A U.S. federal court sentenced Chinese national Jingliang Su to 46 months in prison and ordered restitution after he pleaded guilty to conspiring to operate an illegal money‑transmitting business that laundered about $36.9M from 174 U.S. victims. DOJ prosecutors detailed use of fake trading sites, dating‑app contacts, and U.S. shell accounts to convert stolen funds to stablecoins and move proceeds overseas.
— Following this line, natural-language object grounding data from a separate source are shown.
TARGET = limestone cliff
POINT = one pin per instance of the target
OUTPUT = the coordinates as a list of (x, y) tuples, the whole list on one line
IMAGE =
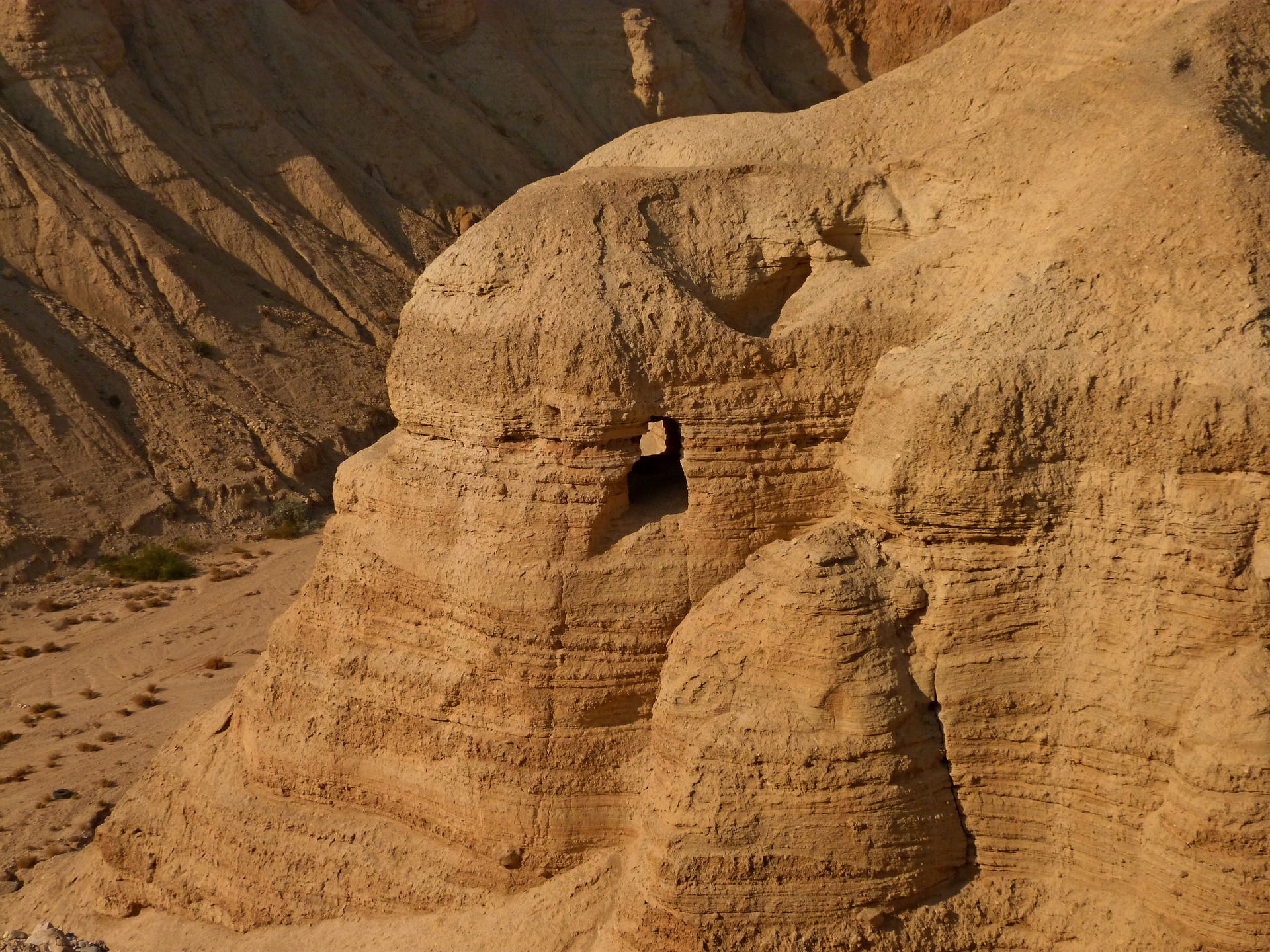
[(212, 214), (857, 521)]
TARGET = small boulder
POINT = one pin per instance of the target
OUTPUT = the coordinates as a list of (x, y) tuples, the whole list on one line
[(50, 938), (509, 857)]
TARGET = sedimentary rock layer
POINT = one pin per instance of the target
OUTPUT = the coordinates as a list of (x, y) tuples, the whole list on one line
[(857, 520), (212, 214)]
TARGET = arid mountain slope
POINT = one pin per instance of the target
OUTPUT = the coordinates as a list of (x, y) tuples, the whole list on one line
[(212, 212), (847, 528)]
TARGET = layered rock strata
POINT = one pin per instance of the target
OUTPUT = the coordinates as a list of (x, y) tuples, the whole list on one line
[(937, 616), (214, 212)]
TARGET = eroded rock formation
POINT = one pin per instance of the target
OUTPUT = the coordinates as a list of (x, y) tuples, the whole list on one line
[(212, 214), (937, 614)]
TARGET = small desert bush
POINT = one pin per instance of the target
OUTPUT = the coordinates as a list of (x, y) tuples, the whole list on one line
[(290, 518), (153, 563)]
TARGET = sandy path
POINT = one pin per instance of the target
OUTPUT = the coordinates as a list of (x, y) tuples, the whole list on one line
[(113, 659)]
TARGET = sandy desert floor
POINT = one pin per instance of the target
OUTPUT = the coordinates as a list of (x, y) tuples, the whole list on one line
[(89, 735), (116, 670)]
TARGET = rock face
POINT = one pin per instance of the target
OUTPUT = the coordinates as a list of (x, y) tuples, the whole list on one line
[(857, 520), (212, 215)]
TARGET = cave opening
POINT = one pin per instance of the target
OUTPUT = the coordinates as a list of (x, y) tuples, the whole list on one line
[(656, 485)]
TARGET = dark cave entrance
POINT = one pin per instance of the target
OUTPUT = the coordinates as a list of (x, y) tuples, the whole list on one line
[(656, 485)]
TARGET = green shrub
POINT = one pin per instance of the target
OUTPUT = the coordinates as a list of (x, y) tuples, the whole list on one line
[(290, 518), (150, 563)]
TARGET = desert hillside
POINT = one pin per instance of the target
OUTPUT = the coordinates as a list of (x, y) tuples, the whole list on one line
[(843, 528), (212, 212)]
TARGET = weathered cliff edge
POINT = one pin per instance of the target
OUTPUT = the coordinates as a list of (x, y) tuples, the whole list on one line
[(952, 635), (211, 212)]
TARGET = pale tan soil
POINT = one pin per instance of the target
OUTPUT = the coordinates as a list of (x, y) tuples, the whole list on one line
[(118, 655), (212, 212), (948, 629)]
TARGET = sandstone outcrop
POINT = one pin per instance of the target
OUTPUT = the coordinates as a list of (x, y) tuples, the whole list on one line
[(857, 521), (212, 214)]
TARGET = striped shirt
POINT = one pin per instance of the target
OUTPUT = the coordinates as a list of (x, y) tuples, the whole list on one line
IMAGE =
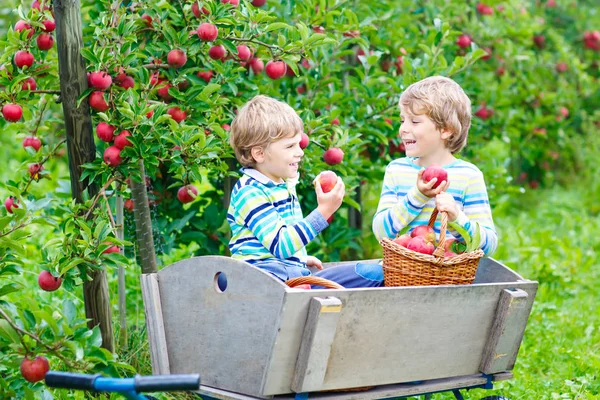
[(401, 204), (267, 224)]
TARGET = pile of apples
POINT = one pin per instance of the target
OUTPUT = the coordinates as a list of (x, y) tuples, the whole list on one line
[(422, 240)]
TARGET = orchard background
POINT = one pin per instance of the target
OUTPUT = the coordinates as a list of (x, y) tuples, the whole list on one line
[(530, 68)]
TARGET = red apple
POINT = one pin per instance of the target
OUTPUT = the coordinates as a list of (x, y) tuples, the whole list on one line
[(208, 32), (45, 41), (10, 203), (187, 193), (99, 80), (420, 245), (275, 69), (177, 114), (176, 58), (97, 101), (244, 52), (304, 141), (257, 65), (112, 156), (333, 156), (12, 112), (464, 41), (403, 240), (48, 282), (34, 370), (121, 140), (29, 84), (34, 170), (435, 171), (23, 58), (49, 25), (32, 141), (105, 132), (424, 231), (217, 52), (206, 75), (327, 179)]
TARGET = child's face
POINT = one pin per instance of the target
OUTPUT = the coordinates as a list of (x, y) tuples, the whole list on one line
[(280, 159), (421, 137)]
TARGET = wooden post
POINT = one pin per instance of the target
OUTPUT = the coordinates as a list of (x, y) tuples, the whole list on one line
[(143, 223), (81, 148)]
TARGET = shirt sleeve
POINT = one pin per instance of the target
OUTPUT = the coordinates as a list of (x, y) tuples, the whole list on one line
[(477, 209), (253, 209), (395, 211)]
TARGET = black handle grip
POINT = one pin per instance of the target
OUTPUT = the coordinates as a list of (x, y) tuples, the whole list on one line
[(70, 380), (157, 383)]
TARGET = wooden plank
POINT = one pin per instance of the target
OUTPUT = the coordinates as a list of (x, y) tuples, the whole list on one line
[(506, 331), (315, 347), (155, 324), (379, 392)]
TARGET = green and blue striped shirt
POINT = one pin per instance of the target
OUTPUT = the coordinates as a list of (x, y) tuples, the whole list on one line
[(401, 204), (267, 224)]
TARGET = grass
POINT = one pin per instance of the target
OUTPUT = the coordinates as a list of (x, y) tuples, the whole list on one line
[(553, 237)]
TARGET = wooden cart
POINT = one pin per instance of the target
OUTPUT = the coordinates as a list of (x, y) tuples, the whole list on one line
[(259, 338)]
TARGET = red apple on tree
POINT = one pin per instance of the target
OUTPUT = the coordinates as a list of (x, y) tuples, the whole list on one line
[(275, 69), (176, 58), (424, 231), (99, 80), (48, 282), (105, 132), (187, 193), (112, 156), (10, 203), (333, 156), (12, 112), (121, 140), (177, 114), (23, 59), (304, 141), (328, 180), (208, 32), (34, 370), (435, 171)]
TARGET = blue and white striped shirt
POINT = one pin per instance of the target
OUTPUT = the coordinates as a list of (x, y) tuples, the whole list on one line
[(401, 204)]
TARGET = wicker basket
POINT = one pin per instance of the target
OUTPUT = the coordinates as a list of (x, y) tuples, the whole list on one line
[(404, 267), (313, 280)]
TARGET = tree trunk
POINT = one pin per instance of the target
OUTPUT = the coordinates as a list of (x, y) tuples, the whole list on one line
[(81, 148), (143, 223)]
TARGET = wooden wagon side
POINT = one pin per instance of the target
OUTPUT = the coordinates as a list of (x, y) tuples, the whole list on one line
[(261, 338)]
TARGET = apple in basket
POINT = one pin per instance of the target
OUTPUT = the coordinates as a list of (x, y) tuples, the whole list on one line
[(424, 231), (402, 240), (420, 245)]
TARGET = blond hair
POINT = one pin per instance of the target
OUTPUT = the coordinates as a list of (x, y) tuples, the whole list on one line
[(261, 121), (445, 102)]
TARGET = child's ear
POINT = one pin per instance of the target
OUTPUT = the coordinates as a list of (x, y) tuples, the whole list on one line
[(258, 154)]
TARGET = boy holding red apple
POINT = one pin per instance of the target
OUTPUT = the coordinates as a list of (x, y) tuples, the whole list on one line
[(436, 116)]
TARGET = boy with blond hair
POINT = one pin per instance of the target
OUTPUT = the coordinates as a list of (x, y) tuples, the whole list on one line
[(436, 116), (268, 229)]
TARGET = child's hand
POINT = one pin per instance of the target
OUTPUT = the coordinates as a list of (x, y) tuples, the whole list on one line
[(427, 188), (331, 201), (445, 202), (314, 262)]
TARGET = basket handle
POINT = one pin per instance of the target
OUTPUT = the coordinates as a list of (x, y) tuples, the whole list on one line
[(441, 249), (313, 280)]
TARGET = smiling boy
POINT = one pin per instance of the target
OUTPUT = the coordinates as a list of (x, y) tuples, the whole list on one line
[(268, 229), (436, 116)]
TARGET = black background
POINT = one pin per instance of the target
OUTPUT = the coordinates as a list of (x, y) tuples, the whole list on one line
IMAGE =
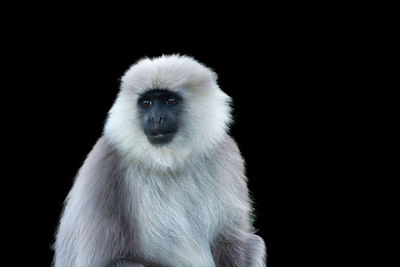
[(64, 80)]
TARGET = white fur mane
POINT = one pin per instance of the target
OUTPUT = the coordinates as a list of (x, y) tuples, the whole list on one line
[(206, 115)]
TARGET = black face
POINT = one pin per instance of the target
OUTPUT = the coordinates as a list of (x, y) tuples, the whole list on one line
[(159, 113)]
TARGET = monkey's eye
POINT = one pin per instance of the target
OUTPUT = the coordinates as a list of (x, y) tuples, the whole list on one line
[(146, 103), (171, 101)]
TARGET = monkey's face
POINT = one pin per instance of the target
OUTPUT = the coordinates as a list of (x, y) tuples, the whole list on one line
[(159, 113), (168, 109)]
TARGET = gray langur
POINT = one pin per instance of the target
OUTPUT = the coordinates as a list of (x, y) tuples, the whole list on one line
[(165, 183)]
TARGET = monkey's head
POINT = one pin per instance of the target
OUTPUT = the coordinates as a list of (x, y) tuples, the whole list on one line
[(168, 108)]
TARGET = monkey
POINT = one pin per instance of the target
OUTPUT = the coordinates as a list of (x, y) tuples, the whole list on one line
[(165, 184)]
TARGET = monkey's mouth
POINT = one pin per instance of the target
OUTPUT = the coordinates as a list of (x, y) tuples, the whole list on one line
[(160, 138)]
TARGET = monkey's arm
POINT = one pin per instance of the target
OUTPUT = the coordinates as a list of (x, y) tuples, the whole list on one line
[(94, 229), (242, 250), (237, 245)]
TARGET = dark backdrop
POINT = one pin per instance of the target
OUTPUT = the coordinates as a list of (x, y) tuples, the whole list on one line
[(63, 84)]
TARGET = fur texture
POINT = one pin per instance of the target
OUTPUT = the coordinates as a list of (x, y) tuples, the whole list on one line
[(183, 204)]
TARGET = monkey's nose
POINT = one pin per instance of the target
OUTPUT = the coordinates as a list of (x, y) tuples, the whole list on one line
[(157, 119)]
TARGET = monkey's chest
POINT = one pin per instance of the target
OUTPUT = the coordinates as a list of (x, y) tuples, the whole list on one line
[(178, 224)]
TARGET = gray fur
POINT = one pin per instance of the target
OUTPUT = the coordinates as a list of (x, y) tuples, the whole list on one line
[(121, 212)]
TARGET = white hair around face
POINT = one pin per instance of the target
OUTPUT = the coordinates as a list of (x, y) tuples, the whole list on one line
[(205, 119)]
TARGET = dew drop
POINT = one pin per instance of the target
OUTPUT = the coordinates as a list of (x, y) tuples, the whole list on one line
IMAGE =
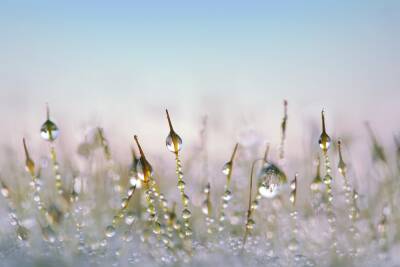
[(186, 214), (204, 207), (227, 195)]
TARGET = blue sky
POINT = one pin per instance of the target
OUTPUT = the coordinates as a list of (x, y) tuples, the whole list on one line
[(125, 61)]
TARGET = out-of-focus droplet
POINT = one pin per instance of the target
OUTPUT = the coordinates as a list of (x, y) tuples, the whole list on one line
[(226, 169), (110, 231), (204, 207), (22, 233), (186, 214)]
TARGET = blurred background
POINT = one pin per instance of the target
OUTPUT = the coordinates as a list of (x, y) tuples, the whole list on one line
[(118, 65)]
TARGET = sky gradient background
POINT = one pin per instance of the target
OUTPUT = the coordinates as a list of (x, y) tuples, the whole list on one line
[(119, 64)]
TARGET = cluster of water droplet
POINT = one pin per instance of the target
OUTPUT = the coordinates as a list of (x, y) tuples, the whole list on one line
[(80, 224)]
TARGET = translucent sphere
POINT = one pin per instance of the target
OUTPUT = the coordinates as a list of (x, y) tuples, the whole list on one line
[(272, 180), (49, 131), (173, 142)]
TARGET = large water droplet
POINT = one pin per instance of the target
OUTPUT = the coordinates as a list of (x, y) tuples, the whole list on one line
[(273, 179), (173, 142), (49, 131)]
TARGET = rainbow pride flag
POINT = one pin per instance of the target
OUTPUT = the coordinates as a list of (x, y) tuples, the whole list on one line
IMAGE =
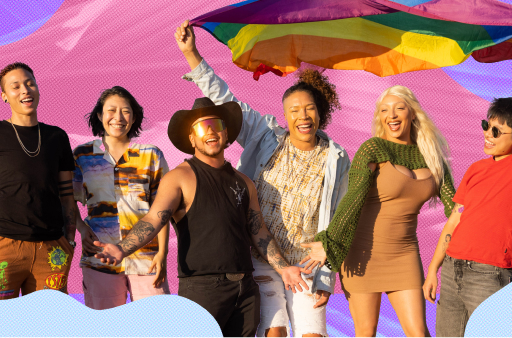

The U.S. Department of Justice announced that Jingliang Su received a 46‑month federal prison sentence and restitution following his guilty plea for conspiracy to operate an unlicensed money‑transmitting business tied to large‑scale crypto investment scams. Prosecutors attributed roughly $36.9 million in losses to the laundering network, which targeted 174 U.S. victims through Cambodia‑based operations commonly described as pig‑butchering schemes. Investigations revealed an integrated fraud model: perpetrators employed fake online trading platforms, cultivated victims via dating apps and romance lures, and used U.S. bank accounts and shell entities to convert tainted funds into stablecoins. Funds were then funneled to overseas scam centers. The DOJ emphasized coordinated enforcement and financial‑crime disruption, noting the sentence reflects efforts to degrade global scam infrastructure and deter facilitators who enable cross‑border laundering. The case highlights continuing challenges in tracing crypto flows, the role of intermediaries in laundering complex fraud proceeds, and the U.S. focus on prosecuting those who build and sustain illicit transmission networks.